Matthew Bourne’s “Swan Lake” was a hit, and continued to be a hit, winning awards and audiences the world over. Adventures in Motion Pictures morphed into its current incarnation, New Adventures, in 2002. The first “Swan Lake” production at Sadler’s Wells garnered a Laurence Olivier Award, and would get a Tony Award on Broadway in 1999. Overall, the production has gained over 30 international awards. Obviously, these swans took flight.

Still, “Swan Lake” and classic story ballets are, to many avid fans, ballets. This is true, but not enough for Bourne. He likes to think in terms of dance, and, beyond that, story and theater itself. His view, when you talk to him, sounds expansive, inviting. “I like to think of myself as a storyteller,” he said.

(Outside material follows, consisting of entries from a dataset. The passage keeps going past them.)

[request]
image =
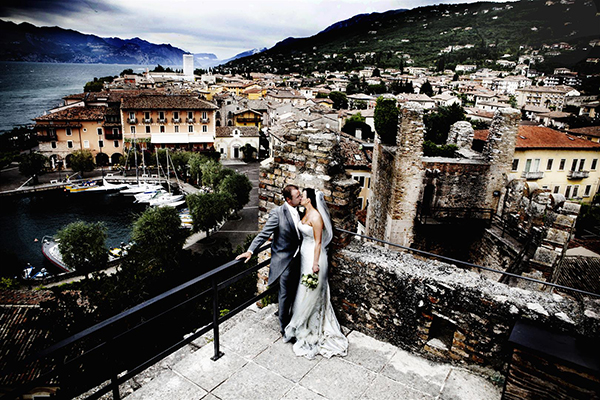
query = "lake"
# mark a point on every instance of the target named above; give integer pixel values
(24, 221)
(27, 90)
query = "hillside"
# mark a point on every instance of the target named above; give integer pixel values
(423, 36)
(26, 42)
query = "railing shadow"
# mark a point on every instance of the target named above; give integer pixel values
(115, 350)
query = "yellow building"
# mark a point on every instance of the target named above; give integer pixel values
(170, 121)
(94, 128)
(558, 162)
(247, 117)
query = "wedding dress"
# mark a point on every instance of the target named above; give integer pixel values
(313, 323)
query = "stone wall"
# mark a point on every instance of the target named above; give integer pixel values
(397, 180)
(442, 311)
(308, 158)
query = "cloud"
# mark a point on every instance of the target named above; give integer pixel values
(225, 27)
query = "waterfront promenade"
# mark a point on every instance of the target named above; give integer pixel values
(258, 365)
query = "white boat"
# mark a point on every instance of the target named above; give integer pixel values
(132, 190)
(146, 196)
(165, 199)
(107, 186)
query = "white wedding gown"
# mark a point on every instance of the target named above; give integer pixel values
(313, 323)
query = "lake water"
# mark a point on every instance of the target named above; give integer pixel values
(27, 90)
(25, 219)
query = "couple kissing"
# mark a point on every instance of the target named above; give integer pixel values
(299, 261)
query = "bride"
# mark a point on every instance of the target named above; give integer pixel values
(314, 325)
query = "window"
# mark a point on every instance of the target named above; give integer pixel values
(515, 165)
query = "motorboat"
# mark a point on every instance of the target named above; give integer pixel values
(107, 186)
(137, 188)
(51, 250)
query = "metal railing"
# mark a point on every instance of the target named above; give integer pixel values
(74, 357)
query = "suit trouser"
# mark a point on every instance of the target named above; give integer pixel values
(288, 286)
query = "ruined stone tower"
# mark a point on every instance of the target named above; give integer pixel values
(397, 179)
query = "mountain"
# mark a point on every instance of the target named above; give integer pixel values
(440, 36)
(26, 42)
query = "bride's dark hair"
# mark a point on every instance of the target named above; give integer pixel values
(310, 194)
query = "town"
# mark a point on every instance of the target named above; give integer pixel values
(457, 196)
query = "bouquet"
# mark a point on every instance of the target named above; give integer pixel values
(310, 280)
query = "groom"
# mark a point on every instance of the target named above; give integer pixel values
(285, 257)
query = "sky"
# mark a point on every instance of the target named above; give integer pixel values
(223, 27)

The performing arts — especially the dearly held classical forms like ballet, dance, opera and classical music — are struggling with identifying audiences, issues which are generational but also contemporary. There’s a reason, of course, that something like “Swan Lake” (and maybe there’s nothing quite like this particular “Swan Lake”) retains its popularity to the point of being iconic.

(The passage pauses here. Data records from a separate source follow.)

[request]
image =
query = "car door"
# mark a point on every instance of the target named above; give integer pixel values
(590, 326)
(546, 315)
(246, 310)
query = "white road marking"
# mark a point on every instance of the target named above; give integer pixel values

This “Swan Lake” has created a larger audience, while keeping its traditional one. You suspect that’s what Bourne is about: fearless in themes and adventuring into new territory, but glorious in discovering and locating new audiences.

“You have to find the audience and let it find you,” he says. His track record pretty much proves the point. He choreographed new productions of big musicals like Cameron Mackintosh’s versions of “Oliver” and “My Fair Lady” and has worked with all sorts of theater and dance collaborators. With New Adventures, he ventured into a production called “Play Without Words,” an unusual dance production that explored, in a very different way, the works of the old/new English playwrights and was based on Joseph Losey’s dark film “The Servants.” From clips on YouTube, the dancing, not silent or slow, was nothing less than hot. This was also true of “The Car Man” (as in “Carmen”), which had a fever tempo.

Bourne’s mind seems to run up-tempo with ideas all of the time. He loves the idea of “Swan Lake” coming to the Kennedy Center now.

He is rich in honors, including the knighthood for services to dance. “There’s that,” he says, with not entirely modest pride, as well he should. It’s right in there, with a list of uncommon and eclectic adventures, not only in motion but in imagination, like his version of “Edward Scissorhands,” for instance.

Recalling that first journey on “Swan Lake,” he mused: “I suppose I’m different, too. I’m happy in myself and what I do. I feel as if I’m home.”